By Adrienne Gunn
Write Club, Chicago’s pre-eminent storytelling brawl that pits two writers with opposing themes against one another in front of a live audience, has collected its funniest and most badass bouts into a new anthology, “Bare Knuckled Lit: The Best of Write Club.” The live show, taking place in Chicago on the third Tuesday of every month at The Hideout, prides itself on high-intensity, no-holds-barred matches. How does “Bare-Knuckled Lit” compare? Write Club founder and “overlord” Ian Belknap says, “It’s the difference between hunting on a game preserve, and hunting in the wild; between a fencing match, and a fistfight in a gas station parking lot.”

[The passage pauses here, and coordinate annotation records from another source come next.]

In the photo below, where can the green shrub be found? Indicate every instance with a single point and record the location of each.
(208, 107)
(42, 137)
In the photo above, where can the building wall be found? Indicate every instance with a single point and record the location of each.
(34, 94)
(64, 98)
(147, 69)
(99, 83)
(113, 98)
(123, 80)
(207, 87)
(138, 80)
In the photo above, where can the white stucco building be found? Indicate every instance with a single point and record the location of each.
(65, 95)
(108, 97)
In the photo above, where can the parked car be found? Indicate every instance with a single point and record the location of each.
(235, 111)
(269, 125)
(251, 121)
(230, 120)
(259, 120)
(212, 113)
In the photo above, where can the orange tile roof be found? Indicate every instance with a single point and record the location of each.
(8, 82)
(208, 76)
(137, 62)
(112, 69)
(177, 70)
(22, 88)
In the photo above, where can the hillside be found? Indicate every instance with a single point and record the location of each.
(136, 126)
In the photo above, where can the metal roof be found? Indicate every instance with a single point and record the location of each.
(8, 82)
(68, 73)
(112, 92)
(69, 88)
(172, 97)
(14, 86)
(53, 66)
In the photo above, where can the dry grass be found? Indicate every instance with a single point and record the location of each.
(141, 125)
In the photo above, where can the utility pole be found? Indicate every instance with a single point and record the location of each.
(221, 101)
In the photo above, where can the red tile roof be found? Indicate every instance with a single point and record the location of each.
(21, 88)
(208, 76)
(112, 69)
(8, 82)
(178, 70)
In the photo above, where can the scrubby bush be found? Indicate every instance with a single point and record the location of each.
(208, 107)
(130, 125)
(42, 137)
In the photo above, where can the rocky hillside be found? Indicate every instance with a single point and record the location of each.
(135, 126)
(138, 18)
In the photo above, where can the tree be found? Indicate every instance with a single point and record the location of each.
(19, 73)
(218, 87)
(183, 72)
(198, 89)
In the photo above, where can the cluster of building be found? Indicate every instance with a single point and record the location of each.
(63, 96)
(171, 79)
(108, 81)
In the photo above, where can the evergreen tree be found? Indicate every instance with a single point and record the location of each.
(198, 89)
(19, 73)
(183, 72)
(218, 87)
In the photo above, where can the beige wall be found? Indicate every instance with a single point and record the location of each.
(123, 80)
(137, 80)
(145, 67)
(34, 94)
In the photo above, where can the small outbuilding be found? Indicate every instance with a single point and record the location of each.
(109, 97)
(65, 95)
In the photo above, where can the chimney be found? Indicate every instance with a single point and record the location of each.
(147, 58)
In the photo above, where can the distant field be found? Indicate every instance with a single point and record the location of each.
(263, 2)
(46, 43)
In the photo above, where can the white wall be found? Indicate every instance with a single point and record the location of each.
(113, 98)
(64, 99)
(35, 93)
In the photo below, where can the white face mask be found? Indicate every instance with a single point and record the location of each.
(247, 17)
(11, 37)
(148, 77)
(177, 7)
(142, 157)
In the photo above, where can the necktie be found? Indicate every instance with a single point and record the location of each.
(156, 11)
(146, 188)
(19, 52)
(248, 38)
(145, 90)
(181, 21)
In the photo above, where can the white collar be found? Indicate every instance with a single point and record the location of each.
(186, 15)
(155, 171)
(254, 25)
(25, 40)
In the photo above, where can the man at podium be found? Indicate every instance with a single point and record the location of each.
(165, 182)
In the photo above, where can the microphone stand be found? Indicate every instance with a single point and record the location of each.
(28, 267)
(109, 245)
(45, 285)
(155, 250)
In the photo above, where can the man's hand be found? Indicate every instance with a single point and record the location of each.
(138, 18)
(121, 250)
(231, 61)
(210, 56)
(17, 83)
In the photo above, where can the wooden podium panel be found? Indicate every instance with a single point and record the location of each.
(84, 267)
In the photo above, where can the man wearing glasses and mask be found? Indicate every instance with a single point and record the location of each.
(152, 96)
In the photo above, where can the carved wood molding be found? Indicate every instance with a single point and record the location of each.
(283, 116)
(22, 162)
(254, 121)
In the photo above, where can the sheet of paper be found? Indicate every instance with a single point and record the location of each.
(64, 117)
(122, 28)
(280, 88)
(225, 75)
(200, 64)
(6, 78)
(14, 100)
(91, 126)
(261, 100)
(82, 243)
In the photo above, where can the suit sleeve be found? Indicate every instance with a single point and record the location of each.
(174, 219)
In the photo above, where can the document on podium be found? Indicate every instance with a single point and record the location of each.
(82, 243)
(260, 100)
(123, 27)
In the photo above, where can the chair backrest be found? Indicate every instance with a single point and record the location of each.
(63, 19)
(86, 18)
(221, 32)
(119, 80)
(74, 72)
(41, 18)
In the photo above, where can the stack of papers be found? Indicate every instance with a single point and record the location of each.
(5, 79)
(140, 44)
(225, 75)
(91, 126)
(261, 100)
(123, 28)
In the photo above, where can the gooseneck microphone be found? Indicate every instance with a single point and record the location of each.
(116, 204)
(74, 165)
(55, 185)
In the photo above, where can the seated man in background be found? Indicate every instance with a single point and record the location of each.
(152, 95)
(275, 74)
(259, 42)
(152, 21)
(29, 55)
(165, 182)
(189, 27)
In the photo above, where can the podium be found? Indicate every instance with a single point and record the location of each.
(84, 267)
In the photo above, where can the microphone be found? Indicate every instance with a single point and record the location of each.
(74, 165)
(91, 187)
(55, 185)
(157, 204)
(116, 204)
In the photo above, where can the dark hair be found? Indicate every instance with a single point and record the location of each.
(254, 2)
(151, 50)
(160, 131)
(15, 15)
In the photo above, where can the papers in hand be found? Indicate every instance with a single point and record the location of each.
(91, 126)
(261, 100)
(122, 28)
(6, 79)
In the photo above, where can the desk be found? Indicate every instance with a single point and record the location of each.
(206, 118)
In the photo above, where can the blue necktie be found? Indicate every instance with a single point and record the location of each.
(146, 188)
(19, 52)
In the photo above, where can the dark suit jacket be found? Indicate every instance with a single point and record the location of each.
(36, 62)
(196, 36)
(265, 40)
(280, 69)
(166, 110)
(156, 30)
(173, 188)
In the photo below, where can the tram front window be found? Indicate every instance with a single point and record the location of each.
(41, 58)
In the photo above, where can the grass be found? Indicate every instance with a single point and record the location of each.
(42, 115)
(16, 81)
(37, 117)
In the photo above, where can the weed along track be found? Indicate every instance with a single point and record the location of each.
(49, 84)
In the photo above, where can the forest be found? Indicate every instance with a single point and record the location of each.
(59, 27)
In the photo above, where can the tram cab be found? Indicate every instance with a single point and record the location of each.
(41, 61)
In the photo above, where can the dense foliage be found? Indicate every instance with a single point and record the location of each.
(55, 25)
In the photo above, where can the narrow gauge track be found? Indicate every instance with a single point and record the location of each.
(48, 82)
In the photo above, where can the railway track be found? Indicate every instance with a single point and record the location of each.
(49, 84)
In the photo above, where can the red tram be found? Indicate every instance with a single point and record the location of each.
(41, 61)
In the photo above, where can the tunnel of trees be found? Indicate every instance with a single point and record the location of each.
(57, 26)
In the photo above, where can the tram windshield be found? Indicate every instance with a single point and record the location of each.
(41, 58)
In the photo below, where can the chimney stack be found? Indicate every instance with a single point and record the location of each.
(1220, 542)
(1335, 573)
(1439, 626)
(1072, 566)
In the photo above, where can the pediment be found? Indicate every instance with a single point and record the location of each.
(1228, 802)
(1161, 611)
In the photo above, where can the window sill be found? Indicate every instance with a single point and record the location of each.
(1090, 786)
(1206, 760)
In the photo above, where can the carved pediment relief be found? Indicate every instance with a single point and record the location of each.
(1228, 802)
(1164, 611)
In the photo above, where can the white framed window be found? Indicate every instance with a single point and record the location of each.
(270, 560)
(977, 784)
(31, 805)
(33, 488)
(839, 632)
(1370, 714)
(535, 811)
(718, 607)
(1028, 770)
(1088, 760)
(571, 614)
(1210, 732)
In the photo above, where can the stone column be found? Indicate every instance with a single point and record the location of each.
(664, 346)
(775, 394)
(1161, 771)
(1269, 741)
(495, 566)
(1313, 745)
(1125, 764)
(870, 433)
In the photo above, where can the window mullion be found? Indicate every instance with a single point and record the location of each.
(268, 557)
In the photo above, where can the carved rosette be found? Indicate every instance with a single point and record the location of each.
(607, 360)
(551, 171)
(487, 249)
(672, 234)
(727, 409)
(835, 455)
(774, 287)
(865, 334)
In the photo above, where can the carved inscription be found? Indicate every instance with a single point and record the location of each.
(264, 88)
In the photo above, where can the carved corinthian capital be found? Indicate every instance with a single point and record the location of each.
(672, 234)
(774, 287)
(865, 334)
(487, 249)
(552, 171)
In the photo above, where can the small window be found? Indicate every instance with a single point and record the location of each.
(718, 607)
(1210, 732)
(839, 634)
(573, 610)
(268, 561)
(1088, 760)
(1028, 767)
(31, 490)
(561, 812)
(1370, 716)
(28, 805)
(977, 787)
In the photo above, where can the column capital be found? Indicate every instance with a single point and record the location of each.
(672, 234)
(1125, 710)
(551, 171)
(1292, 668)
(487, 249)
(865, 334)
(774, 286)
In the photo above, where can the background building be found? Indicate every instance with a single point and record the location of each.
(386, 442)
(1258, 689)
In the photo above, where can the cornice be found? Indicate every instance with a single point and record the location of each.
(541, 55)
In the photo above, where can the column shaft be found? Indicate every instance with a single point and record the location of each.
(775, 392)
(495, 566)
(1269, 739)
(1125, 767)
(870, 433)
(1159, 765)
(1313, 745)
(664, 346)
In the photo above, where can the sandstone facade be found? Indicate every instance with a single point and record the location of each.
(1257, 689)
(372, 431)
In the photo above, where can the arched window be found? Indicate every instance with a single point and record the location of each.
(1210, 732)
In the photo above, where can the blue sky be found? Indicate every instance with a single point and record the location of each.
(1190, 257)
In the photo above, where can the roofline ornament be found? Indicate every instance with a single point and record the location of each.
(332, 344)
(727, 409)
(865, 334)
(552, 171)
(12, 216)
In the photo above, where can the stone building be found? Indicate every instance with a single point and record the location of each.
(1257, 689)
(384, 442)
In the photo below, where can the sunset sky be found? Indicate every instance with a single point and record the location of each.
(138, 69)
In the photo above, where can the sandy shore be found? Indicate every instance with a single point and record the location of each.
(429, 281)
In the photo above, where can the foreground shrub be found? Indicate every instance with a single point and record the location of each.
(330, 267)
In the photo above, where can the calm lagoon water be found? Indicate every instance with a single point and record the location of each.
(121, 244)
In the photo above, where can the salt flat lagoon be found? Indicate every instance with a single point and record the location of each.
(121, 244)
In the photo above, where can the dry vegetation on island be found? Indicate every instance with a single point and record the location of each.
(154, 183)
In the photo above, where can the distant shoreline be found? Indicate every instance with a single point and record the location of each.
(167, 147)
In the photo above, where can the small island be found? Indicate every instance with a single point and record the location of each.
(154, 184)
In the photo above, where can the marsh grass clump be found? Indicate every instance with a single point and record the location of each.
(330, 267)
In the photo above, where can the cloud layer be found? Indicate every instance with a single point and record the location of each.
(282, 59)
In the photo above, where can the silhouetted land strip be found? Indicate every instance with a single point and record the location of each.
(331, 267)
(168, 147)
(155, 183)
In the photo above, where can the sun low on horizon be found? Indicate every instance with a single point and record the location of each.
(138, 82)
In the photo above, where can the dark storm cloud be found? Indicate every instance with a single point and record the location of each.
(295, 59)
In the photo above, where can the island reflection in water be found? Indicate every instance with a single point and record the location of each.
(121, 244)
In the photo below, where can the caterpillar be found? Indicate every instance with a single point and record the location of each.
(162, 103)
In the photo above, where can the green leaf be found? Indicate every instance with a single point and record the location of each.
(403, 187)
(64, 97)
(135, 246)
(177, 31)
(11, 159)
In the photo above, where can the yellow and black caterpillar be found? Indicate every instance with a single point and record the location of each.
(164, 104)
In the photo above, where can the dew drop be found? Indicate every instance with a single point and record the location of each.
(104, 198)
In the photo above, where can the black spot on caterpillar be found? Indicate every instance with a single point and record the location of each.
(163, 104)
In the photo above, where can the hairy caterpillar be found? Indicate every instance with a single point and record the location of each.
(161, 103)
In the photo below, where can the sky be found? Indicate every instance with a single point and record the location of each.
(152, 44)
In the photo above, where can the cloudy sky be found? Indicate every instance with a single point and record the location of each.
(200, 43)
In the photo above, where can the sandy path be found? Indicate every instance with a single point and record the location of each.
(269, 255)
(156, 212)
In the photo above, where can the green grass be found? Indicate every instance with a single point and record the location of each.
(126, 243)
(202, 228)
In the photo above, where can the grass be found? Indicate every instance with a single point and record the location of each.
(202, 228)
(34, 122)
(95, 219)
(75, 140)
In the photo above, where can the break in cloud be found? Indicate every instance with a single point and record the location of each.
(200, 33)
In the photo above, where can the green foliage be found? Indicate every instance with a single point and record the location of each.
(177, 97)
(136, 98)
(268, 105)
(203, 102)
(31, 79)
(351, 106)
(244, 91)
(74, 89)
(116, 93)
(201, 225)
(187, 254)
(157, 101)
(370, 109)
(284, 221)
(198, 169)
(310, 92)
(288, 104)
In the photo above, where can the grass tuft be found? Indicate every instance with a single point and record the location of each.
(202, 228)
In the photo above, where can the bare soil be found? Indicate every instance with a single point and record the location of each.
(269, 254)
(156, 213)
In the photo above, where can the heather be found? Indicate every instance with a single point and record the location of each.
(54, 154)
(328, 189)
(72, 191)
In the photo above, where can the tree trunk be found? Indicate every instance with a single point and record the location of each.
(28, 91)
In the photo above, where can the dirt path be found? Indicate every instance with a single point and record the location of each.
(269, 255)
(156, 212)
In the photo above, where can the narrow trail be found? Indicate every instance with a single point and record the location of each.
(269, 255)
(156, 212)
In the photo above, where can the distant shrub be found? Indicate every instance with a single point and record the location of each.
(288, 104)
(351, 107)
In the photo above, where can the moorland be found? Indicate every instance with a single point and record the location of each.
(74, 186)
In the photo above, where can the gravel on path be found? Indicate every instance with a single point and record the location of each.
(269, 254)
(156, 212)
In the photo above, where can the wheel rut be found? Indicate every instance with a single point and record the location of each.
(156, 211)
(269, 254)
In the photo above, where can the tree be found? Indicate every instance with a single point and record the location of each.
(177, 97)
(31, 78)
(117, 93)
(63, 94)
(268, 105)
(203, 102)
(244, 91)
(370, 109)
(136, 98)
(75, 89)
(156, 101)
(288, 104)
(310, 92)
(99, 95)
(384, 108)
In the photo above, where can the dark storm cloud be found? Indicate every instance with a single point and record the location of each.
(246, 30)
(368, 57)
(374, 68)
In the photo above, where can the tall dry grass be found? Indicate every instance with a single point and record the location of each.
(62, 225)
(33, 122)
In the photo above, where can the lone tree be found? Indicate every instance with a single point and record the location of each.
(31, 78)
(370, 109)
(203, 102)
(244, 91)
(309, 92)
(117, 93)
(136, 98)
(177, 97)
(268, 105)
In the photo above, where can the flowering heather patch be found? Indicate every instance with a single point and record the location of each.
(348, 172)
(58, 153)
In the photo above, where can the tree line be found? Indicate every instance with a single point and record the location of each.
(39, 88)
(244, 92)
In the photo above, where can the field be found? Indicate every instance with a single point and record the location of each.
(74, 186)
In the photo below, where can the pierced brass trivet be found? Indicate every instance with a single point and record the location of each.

Like the show, the book is organized into bouts (Native vs. Foreign, Roots vs. Branches, Work vs. Play, etc) and there’s a ballot at the end of each battle for the reader to cast their vote. According to Write Club co-producer and editor Lindsay Muscato, “These essays were designed for a seven-minute time limit and a semi-drunk crowd. Which is to say, they are perfect for how a busy adult might move through his or her day.” I can’t help but agree—we debate all day long, on social media, at work, on the bus, and these essays mimic the brevity with which modern life dips in and out of hot button issues.
In the best pieces, the author’s voice steps right into your living room and the energy of the live performance comes alive. In Smooth vs. Rough, Samantha Irby argues for Rough in rhyming quatrains:
“at the salon I filled out a form
allergies, medical history, shit was extensive
then skimmed a brochure of services and fees
getting a smooth vagina is hella expensive.”
Weren’t expecting that, were you? So much of this work comes at its subject gloriously sideways.
In Reality vs. Fantasy, Gwynedd Stuart argues for Fantasy by telling the story of the fantasy author Robert Stanek. Stanek has a lot of Internet haters, people who think he’s not a real fantasy author, and when Stuart defends Stanek in an email to bestfantasybooks.com, it’s a rhetorical masterpiece:
“I’m surprised you don’t see the post-modern complexity of Robert Stanek’s life and work. Don’t you see? By writing his own glowing book reviews, calling himself a best-selling author, and electronically pasting his visage into photos with other authors, Stanek is, with a stroke of his mighty pen, WRITING HIS OWN FANTASY.”
In Poetry vs. Prose, reigning Write Club Undefeated Champion Diana Slickman battles Chicago Slam Poetry superstar J.W. Basilo.
First Basilo:
“Watch me say
stargaze birdsong reckless, marching crosshairs fixed on further
to a classroom full of students from the parts of the city
called: roll up your windows and hope no one saw,
with too few desks and no air conditioning,
their brains splintering as to what the hell that means.
Watch their collective jaw drop when I say,
You’re all correct and I’m not sure either, but don’t you feel something?”
And Slickman:
“Prose is a hot, hard, wet kiss on the mouth. It can mean any number of things but there’s no question you’ve been kissed. Poetry is a veiled look from behind a lace fan across a darkened room. You’re not sure what the message is or if it’s even directed at you. It might be lust or it might be contempt. Maybe it’s near-sightedness. Could be anything. And while you’re trying to figure out what poetry is getting at, prose and I have come to an understanding, gone home, had great, deeply meaningful sex, followed by beer and a sandwich, and have fallen asleep, satisfied.”
I love how in conversation this bout is. Hegel said, “Genuine tragedies in the world are not conflicts between right and wrong. They are conflicts between two rights,” and that’s the essence of what makes “Bare-Knuckled Lit” exciting–the passionate exchange over two rights.
What does it take to be a Write Club Champion? I asked Slickman for her advice for the next generation of Write Club contenders:
1. Economy: “Don’t put it in if it doesn’t need to be there. Be economical both with the language and with the ideas.”
2. Practice: “How do you become a good performer? Years of practice.”
3. Be Prepared: “If someone tells you that you have five minutes, aim for four and a half. It takes longer than you think it does.”
4. Reveal Yourself: “The story has to have a point. It needs to be revelatory, it needs to show something about the person telling the story.”
Write Club takes place monthly in Chicago at the Hideout, plus Atlanta, Los Angeles and San Francisco.